Noto che sempre più, anche al livello dei mass-media, si fa strada la consapevolezza che il Natale cristiano si innesta su una festa antichissima, celebrata in tutte le culture primordiali e legata al solstizio d'inverno: il momento in cui - astronomicamente - la luce rinasce, perché è stato raggiunto il massimo di oscurità. Quindi, simbolicamente, un momento di grande speranza, di rinnovamento, di rinascita. Come nella nostra vita, quando tocchiamo il fondo: è proprio in quell'istante, spesso, che sappiamo finalmente trovare una nuova visione delle cose e la forza per reagire. Anche il Capodanno attuale ha lo stesso significato, cioè deriva sempre dai tradizionali festeggiamenti solstiziali - come i Saturnali dell'antica Roma.
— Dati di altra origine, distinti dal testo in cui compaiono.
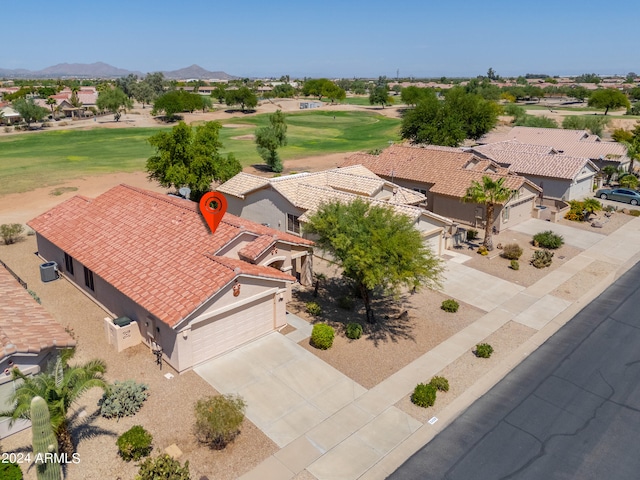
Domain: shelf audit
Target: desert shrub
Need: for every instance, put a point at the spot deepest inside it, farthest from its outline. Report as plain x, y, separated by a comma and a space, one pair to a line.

Naturalmente il Natale ha conservato soprattutto i significati apollinei, ascetici, religiosi, mentre il Capodanno è più dionisiaco e istintuale. Anche se, a dire la verità, come tutti quanti possiamo osservare, s'è tutto molto superficializzato e di rituale o di religioso è rimasto ben poco. Rimane il desiderio di novità, l'incontro con gli altri con la relativa condivisione (più o meno gradita) e un vago senso che qualcosa dovrebbe o potrebbe accadere...

lunedì 19 dicembre 2005

E Adamo generò la donna.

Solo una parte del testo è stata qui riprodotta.